The worst was yet to
come: the sightings in the shuttered building continued and a wheel came off of
the car of a white staff member who made fun of the story of Mary Rose and
Abraham; right in front of the hall where Mary Rose “lived.” Try as they might,
no one was able to assign blame for that event to any particular cause.
The crushing blow
came when after yet another nighttime sighting of the Victorian nurse in the
hallway, the following morning Abraham was not in his locked room. All three
sets of keys were accounted for and each key holder had witnesses as to their
whereabouts all night.
It was obvious that
the man was not in his room, yet no one could account for his physical
location. The grounds were searched as a matter of routine, but they kept
coming back to the fact that the door could not be opened from the inside when
locked and it had not been unlocked from the outside until the morning bed
check.
There was also the
matter of the odor of candle wax in his room, smelled by everyone who checked
(including Sarah and Leone). It is worth noting that there were no candles used
there, the building was fully equipped with electric lights.
The very next day the
remaining few patients in the main building were relocated to other buildings, away
from the administrative offices. No patients were ever housed there again.
Abraham was
“discharged” (in absentia), dated the day before his disappearance and the case
was closed. Having no relatives or anyone else to notify, there was no one to
say a word in protest.
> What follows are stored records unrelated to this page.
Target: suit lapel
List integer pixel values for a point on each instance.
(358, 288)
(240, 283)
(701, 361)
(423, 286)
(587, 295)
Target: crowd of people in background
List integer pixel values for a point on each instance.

He was never seen again.
The main building was
shut down and abandoned in 1974 and lies in ruin, but like the fated building
built upon a graveyard full of troubled souls, still has those who aren’t there
walking the halls.
Ghost hunters now
call that hospital and especially those two buildings, the most haunted place
in America.
Epilogue
A new Administration
building was built far away from the original one and people rarely go near the
old crumbling halls. Sightings of the “people who aren’t there” occur
frequently in many of the abandoned structures and ghost hunters all now agree
that the place is haunted by the souls of the departed.
I wrote my report on
the power of pain and suffering to influence belief in what we want to believe
is true, like ghosts. I got my “A” grade and concluded that I had enough of
psychology and didn’t want to immerse myself in the suffering of others full
time. I found that it was just too hard to deal with as I felt what they felt
and it distressed me greatly.
Mary Rose, Abraham,
if you are listening; I never said that I didn’t believe in you. Does anyone
smell something burning, like… candle wax?